Need some help deciphering a line of assembler code, from .NET JITted code
- by Lasse V. Karlsen
In a C# constructor, that ends up with a call to this(...), the actual call gets translated to this:
0000003d call dword ptr ds:[199B88E8h]
What is the DS register contents here? I know it's the data-segment, but is this call through a VMT-table or similar? I doubt it though, since this(...) wouldn't be a call to a virtual method, just another constructor.
I ask because the value at that location seems to be bad in some way, if I hit F11, trace into (Visual Studio 2008), on that call-instruction, the program crashes with an access violation.
The code is deep inside a 3rd party control library, where, though I have the source code, I don't have the assemblies compiled with enough debug information that I can trace it through C# code, only through the disassembler, and then I have to match that back to the actual code.
The C# code in question is this:
public AxisRangeData(AxisRange range) : this(range, range.Axis) {
}
Reflector shows me this IL code:
.maxstack 8
L_0000: ldarg.0
L_0001: ldarg.1
L_0002: ldarg.1
L_0003: callvirt instance class DevExpress.XtraCharts.AxisBase DevExpress.XtraCharts.AxisRange::get_Axis()
L_0008: call instance void DevExpress.XtraCharts.Native.AxisRangeData::.ctor(class DevExpress.XtraCharts.ChartElement, class DevExpress.XtraCharts.AxisBase)
L_000d: ret
It's that last call there, to the other constructor of the same class, that fails. The debugger never surfaces inside the other method, it just crashes.
The disassembly for the method after JITting is this:
00000000 push ebp
00000001 mov ebp,esp
00000003 sub esp,14h
00000006 mov dword ptr [ebp-4],ecx
00000009 mov dword ptr [ebp-8],edx
0000000c cmp dword ptr ds:[18890E24h],0
00000013 je 0000001A
00000015 call 61843511
0000001a mov eax,dword ptr [ebp-4]
0000001d mov dword ptr [ebp-0Ch],eax
00000020 mov eax,dword ptr [ebp-8]
00000023 mov dword ptr [ebp-10h],eax
00000026 mov ecx,dword ptr [ebp-8]
00000029 cmp dword ptr [ecx],ecx
0000002b call dword ptr ds:[1889D0DCh] // range.Axis
00000031 mov dword ptr [ebp-14h],eax
00000034 push dword ptr [ebp-14h]
00000037 mov edx,dword ptr [ebp-10h]
0000003a mov ecx,dword ptr [ebp-0Ch]
0000003d call dword ptr ds:[199B88E8h] // this(range, range.Axis)?
00000043 nop
00000044 mov esp,ebp
00000046 pop ebp
00000047 ret
Basically what I'm asking is this:
What the purpose of the ds:[ADDR] indirection here? VMT-table is only for virtual isn't it? and this is constructor
Could the constructor have yet to be JITted, which could mean that the call would actually call through a JIT shim? I'm afraid I'm in deep water here, so anything might and could help.
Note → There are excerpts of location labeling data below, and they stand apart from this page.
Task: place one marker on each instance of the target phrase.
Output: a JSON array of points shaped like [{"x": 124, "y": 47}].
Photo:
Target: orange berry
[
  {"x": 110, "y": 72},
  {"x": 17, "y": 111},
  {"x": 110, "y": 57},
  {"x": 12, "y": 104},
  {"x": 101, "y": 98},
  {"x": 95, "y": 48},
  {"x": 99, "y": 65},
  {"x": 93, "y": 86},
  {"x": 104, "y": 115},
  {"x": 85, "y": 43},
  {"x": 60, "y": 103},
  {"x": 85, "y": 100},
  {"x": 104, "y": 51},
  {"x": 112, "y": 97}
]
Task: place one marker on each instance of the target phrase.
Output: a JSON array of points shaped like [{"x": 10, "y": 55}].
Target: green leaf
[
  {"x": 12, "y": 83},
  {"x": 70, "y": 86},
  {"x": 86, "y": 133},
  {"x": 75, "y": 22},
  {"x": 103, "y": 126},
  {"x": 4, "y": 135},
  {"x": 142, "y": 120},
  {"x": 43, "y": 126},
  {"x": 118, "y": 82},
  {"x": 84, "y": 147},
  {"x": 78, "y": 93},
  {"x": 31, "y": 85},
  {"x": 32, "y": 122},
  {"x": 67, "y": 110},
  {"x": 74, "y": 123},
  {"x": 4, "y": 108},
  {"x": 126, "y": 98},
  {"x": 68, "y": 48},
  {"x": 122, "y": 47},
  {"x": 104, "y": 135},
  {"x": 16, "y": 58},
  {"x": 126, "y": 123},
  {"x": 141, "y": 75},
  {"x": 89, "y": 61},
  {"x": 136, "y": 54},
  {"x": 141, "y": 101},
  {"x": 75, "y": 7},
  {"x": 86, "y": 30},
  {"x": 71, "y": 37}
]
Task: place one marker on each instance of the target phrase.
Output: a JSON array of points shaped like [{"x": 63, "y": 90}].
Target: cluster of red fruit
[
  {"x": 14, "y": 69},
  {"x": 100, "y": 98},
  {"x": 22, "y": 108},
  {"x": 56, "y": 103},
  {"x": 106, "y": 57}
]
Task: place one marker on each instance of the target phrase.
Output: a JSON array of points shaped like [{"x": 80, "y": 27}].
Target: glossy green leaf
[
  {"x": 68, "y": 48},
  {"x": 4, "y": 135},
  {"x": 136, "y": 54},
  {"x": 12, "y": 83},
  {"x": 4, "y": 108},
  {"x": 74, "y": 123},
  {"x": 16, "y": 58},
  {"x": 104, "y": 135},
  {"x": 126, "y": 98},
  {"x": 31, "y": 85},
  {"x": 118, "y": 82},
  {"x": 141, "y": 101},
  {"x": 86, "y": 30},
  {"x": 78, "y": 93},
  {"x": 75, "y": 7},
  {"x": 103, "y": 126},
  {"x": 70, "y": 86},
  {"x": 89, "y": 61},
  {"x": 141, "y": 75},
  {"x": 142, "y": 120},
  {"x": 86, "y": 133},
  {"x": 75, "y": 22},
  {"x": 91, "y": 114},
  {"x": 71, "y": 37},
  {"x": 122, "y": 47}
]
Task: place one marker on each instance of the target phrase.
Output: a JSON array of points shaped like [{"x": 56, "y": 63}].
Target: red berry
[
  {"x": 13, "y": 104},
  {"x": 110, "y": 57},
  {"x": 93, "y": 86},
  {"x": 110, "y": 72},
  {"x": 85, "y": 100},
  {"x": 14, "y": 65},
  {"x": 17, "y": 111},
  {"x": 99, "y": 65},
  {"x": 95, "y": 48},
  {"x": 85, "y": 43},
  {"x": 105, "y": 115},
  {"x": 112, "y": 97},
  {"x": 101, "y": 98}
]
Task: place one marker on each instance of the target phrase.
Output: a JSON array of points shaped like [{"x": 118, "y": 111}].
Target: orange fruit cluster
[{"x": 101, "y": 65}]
Edit: Well, the problem just got worse, or better, or whatever.
We are developing the .NET feature in a C# project in a Visual Studio 2008 solution, and debugging and developing through Visual Studio.
However, in the end, this code will be loaded into a .NET runtime hosted by a Win32 Delphi application.
In order to facilitate easy experimentation of such features, we can also configure the Visual Studio project/solution/debugger to copy the produced dll's to the Delphi app's directory, and then execute the Delphi app, through the Visual Studio debugger.
Turns out, the problem goes away if I run the program outside of the debugger, but during debugging, it crops up, every time.
Not sure that helps, but since the code isn't slated for production release for another 6 months or so, then it takes some of the pressure off of it for the test release that we have soon.
I'll dive into the memory parts later, but probably not until over the weekend, and post a followup.